Migration Information RCT – Development Economics Project
This project designs a Randomized Controlled Trial (RCT) to test whether providing accurate and accessible information about recruitment agencies improves the decision-making and welfare of potential female migrants in the Calabarzon region (the largest migrant-sending area of the Philippines).
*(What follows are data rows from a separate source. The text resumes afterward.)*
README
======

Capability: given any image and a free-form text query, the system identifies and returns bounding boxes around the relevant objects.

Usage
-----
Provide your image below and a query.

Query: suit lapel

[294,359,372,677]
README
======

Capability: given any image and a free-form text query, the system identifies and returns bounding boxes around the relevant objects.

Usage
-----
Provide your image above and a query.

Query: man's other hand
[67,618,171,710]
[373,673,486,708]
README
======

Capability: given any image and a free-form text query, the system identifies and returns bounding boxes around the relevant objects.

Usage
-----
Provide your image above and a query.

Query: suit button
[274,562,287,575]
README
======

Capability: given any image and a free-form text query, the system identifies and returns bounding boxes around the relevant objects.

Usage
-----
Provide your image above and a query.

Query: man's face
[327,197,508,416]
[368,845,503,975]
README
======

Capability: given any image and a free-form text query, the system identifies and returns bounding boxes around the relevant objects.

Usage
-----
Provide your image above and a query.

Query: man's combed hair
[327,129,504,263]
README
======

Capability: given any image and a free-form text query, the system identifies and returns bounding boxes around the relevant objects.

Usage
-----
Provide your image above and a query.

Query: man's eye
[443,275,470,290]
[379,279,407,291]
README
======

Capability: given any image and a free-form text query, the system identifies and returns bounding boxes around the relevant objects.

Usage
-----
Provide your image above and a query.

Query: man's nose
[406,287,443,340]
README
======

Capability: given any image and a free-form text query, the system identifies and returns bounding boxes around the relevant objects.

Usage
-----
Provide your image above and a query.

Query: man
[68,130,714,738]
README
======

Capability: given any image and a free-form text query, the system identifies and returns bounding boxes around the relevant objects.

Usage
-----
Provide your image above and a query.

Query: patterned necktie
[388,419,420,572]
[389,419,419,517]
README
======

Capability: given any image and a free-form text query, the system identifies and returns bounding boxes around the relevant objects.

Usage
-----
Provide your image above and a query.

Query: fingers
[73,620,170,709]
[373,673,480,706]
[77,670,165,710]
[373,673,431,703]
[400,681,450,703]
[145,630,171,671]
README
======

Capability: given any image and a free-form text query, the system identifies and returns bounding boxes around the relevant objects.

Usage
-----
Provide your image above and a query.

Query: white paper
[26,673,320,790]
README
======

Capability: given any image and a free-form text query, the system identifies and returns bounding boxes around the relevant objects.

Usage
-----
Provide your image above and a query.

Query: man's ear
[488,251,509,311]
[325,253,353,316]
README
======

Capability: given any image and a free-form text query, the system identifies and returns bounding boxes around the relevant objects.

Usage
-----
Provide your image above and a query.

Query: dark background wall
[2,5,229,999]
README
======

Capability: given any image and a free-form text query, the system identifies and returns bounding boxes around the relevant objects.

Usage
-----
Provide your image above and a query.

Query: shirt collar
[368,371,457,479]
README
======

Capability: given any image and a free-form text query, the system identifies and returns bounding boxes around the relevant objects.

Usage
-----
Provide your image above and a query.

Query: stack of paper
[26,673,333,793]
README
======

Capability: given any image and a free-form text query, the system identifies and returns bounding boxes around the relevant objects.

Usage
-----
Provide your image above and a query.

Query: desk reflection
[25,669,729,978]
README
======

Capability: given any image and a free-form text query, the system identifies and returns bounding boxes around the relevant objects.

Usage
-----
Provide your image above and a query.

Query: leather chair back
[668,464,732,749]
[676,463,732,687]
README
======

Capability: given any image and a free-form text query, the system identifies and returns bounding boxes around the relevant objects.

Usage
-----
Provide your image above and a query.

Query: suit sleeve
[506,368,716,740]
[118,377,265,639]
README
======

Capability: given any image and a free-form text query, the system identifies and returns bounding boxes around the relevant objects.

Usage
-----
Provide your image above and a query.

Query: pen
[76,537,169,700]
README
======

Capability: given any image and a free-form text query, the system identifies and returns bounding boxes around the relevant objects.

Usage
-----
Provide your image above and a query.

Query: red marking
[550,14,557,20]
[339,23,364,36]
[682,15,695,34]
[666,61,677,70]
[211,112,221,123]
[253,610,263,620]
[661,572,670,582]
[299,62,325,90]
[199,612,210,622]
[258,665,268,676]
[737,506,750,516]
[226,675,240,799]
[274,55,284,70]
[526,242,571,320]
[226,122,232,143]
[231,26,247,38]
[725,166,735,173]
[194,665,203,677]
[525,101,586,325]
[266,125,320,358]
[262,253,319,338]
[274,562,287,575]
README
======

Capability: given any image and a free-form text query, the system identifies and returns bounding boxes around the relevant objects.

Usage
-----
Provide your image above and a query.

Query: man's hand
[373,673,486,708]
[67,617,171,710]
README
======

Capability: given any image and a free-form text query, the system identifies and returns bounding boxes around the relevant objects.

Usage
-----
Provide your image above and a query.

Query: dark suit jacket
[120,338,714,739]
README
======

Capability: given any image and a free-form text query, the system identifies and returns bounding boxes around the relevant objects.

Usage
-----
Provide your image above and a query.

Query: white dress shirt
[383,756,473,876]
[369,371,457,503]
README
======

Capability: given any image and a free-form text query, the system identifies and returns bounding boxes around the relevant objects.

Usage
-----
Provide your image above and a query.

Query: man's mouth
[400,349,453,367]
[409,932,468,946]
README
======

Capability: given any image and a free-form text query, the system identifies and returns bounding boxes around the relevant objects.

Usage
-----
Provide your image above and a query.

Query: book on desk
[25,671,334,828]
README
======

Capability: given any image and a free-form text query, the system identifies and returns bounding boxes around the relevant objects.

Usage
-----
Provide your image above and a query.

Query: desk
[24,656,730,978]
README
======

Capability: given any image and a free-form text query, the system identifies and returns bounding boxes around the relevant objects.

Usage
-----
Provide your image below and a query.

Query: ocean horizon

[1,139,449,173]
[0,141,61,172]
Project Title: Enabling Migrant Workers in the Philippines to Access Information and Quality Services of Recruitment Agencies for International Jobs
Context
The Philippines is one of the world’s largest migrant-sending countries, with nearly 2 million Overseas Filipino Workers (OFWs). Most rely on recruitment agencies to secure jobs abroad, but information asymmetry and predatory practices leave workers vulnerable to debt, exploitation, and misinformation.
Objective
This project designs a Randomized Controlled Trial (RCT) to test whether providing accurate and accessible information about recruitment agencies improves the decision-making and welfare of potential female migrants in the Calabarzon region (the largest migrant-sending area of the Philippines).
Intervention Design
Group A – Manual Distribution: A comprehensive manual (in Tagalog, English, and regional languages) ranking accredited agencies based on surveys of former migrants, plus official pre-departure training resources.
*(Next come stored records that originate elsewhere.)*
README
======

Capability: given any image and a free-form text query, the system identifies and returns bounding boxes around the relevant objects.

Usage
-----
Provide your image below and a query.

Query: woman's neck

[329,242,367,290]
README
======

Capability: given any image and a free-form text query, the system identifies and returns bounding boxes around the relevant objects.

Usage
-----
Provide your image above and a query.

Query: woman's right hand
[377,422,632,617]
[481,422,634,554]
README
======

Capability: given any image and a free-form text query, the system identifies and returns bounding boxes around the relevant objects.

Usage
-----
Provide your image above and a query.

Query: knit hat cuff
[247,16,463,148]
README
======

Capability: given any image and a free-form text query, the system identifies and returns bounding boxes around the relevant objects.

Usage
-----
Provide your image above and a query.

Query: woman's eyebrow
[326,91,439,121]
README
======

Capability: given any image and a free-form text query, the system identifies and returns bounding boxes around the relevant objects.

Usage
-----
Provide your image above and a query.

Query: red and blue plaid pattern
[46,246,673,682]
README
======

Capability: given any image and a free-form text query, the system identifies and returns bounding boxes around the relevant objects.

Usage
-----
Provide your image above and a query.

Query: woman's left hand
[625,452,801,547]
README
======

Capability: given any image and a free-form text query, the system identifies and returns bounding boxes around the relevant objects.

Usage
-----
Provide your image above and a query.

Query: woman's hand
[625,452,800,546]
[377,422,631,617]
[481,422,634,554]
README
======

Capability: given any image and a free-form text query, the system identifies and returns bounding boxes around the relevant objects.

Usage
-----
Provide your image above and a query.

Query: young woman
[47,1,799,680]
Group B – Seminars + Manual: In-person town hall seminars where former OFWs share migration experiences, followed by Q&A sessions. Participants also receive the manual.
Group C – Control Group: No intervention, serving as the baseline.
Theory of Change
Better access to reliable information enables workers to select trustworthy agencies, avoid predatory practices, and prepare more effectively for migration. Interactive, community-based learning (seminars) may further enhance knowledge and confidence compared to information alone.
Expected Outcomes
Short-term: Increased awareness of accredited agencies, higher uptake of official training, improved preparedness.
Medium-term: More informed migration choices, reduced exploitation, stronger decision-making confidence.
Long-term: Improved job satisfaction, safer working conditions, better well-being of migrant workers, and potential policy adoption by the Philippine government.
Methodology & Data
Target: 27,000 potential female migrants (ages 25–44) across 450 villages.
Surveys: baseline (before intervention), midline (3 months after), and endline (4 years after).
Indicators: Preparation Index (agency choice, training uptake) and Employment Index (contract compliance, wage timeliness, well-being).
Robust strategies address attrition, spillovers, and ethical concerns.
Significance
This RCT contributes to the debate on how information provision can reduce vulnerabilities in international labor migration. If effective, the intervention could scale nationally, strengthening protection and welfare for millions of Filipino migrant workers.